Je ne demande ni à monsieur Zemmour, ni à monsieur Onfray, ni à quiconque de m'aduler ou de m'admirer. Je ne leur demande pas de considérer mon travail, ou celui de quiconque, comme établissant la vérité sur quelque sujet que ce soit. Je ne leur demande en réalité même pas de prendre conscience de l'existence de ce travail. La posture du chercheur comme "maître" doit disparaître. Elle est absurde et ridicule. Cela ne signifie pas qu'il faut tout accepter de la part de ceux qui, en dépit de toutes leurs complaintes, forment de façon objective le coeur du groupe des intellectuels dominants du moment. Prendre des leçons de courage et de réel de la part de deux auteurs ayant leur rond de serviette absolument partout, et faisant partie des rares à pouvoir se permettre de donner à titre d'analyse leur "avis", sans terrain, sans enquête, sans référence au réel, sans véritable pensée critique, sans passer en somme par ces chemins tortueux qui permettent parfois d'arriver à la possibilité de dire quelque chose dont on peut penser qu'il est à peu près vrai est indécent. Prendre des leçons de rébellion de la part de ceux qui représentent non seulement la pensée dominante, mais encore la posture dominante, et sont de plus en plus invités dans ce qui constituait encore l'un des derniers espaces de leur non-domination, l'université - car il est apparemment devenu injurieux à la liberté d'expression d'Eric Zemmour de ne pas le choisir pour parler partout, quelque soit l'arène, c'est en bref devenu de la censure de laisser parler les autres - c'est au mieux une mauvaise blague, au pire une injure. Dans les mêmes pages que celles où j'écris ce billet, Edouard Louis et Geoffroy de Lagasnerie invitaient récemment à renverser la charge de la honte. Au vu de leurs plaisanteries sur le "courage" qu'ils ont, je ne suis pas sans penser que messieurs Zemmour et Onfray pourraient tirer quelque profit d'en ressentir un peu.
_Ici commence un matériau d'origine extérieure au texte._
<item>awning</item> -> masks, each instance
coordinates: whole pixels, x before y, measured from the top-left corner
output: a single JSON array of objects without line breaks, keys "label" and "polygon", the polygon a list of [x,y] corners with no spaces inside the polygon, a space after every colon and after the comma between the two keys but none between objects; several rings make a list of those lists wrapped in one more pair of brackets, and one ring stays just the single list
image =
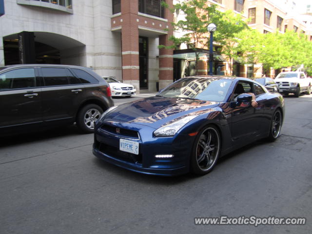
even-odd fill
[{"label": "awning", "polygon": [[[197,49],[197,51],[199,53],[199,57],[206,56],[209,58],[209,50],[204,49]],[[192,49],[174,50],[174,58],[195,60],[196,59],[195,52]],[[224,62],[226,60],[222,55],[217,54],[215,51],[214,51],[214,61]]]}]

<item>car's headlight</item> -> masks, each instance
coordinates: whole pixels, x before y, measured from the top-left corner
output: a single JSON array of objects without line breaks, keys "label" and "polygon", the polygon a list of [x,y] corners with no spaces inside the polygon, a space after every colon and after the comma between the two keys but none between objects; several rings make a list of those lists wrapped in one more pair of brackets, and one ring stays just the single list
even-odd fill
[{"label": "car's headlight", "polygon": [[170,122],[154,132],[156,136],[173,136],[181,128],[198,115],[189,116]]},{"label": "car's headlight", "polygon": [[105,111],[104,111],[104,113],[101,116],[101,117],[98,118],[98,120],[97,122],[99,122],[100,121],[101,121],[105,117],[105,116],[106,116],[107,115],[107,114],[108,113],[109,113],[111,111],[112,111],[113,110],[115,109],[117,106],[112,106],[112,107],[110,107],[110,108],[108,108],[107,110],[106,110]]},{"label": "car's headlight", "polygon": [[118,88],[117,87],[116,87],[116,86],[113,86],[113,88],[114,89],[117,89],[117,90],[121,90],[121,89],[120,89],[120,88]]}]

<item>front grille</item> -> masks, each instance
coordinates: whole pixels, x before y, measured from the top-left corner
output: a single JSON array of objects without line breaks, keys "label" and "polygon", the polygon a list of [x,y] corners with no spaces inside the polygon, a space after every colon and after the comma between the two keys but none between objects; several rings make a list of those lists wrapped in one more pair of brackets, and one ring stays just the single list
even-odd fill
[{"label": "front grille", "polygon": [[280,86],[290,86],[290,83],[289,82],[276,82],[276,83],[278,85],[279,85],[280,87]]},{"label": "front grille", "polygon": [[121,90],[132,90],[133,88],[132,87],[122,87]]},{"label": "front grille", "polygon": [[119,150],[117,147],[103,143],[99,142],[97,144],[97,147],[100,152],[115,158],[132,163],[142,164],[142,155],[141,154],[136,155],[131,153],[125,152]]},{"label": "front grille", "polygon": [[125,128],[121,128],[114,126],[104,124],[100,127],[102,131],[108,132],[113,135],[120,136],[134,139],[139,139],[138,133],[136,131],[130,130]]}]

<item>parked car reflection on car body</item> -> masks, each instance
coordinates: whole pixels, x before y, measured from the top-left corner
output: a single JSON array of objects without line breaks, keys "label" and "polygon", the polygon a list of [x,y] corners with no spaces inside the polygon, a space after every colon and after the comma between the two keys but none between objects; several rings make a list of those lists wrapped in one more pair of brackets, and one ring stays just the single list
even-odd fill
[{"label": "parked car reflection on car body", "polygon": [[269,77],[263,77],[255,79],[255,81],[264,85],[270,92],[279,92],[278,84],[273,79]]},{"label": "parked car reflection on car body", "polygon": [[[238,85],[243,93],[235,100]],[[105,112],[96,126],[93,153],[142,173],[203,175],[220,156],[259,139],[277,139],[284,113],[282,95],[250,79],[182,78],[155,97]]]}]

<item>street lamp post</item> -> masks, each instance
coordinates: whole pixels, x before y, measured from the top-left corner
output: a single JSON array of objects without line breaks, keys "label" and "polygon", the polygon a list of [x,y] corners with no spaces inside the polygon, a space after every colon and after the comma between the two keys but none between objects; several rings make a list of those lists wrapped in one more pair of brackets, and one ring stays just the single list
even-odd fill
[{"label": "street lamp post", "polygon": [[214,52],[213,50],[213,42],[214,41],[214,32],[216,29],[216,26],[214,23],[210,23],[207,29],[210,33],[210,44],[209,45],[209,73],[208,75],[214,75],[213,72],[213,62],[214,61]]}]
Si toutefois leur complexe victimaire et leur dense vie médiatique leur en laissent le temps.
Ajout du 3 mars 2016 :
Cette petite leçon d'humilité s'adresse également à tous les amuseurs publics, éditorialistes ayant autant de capacité d'analyse qu'un bulot desséché, capables de s'ériger en apôtres de la vérité après avoir été démentis et par les faits et par leur interprétation, qui ont l'outrecuidance de ne sortir de leur confortable bureau qu'une fois par jour ou par semaine pour aller se mettre devant une caméra, derrière un micro, ou devant un ordinateur, pour y déféquer une chronique véreuse dans laquelle ils associeront à Staline, Hitler, et au Grand Ayatollah Khomeyni toute personne ayant commis le crime infâme de regarder le monde d'un peu plus près qu'eux et de constater qu'ils se trompent.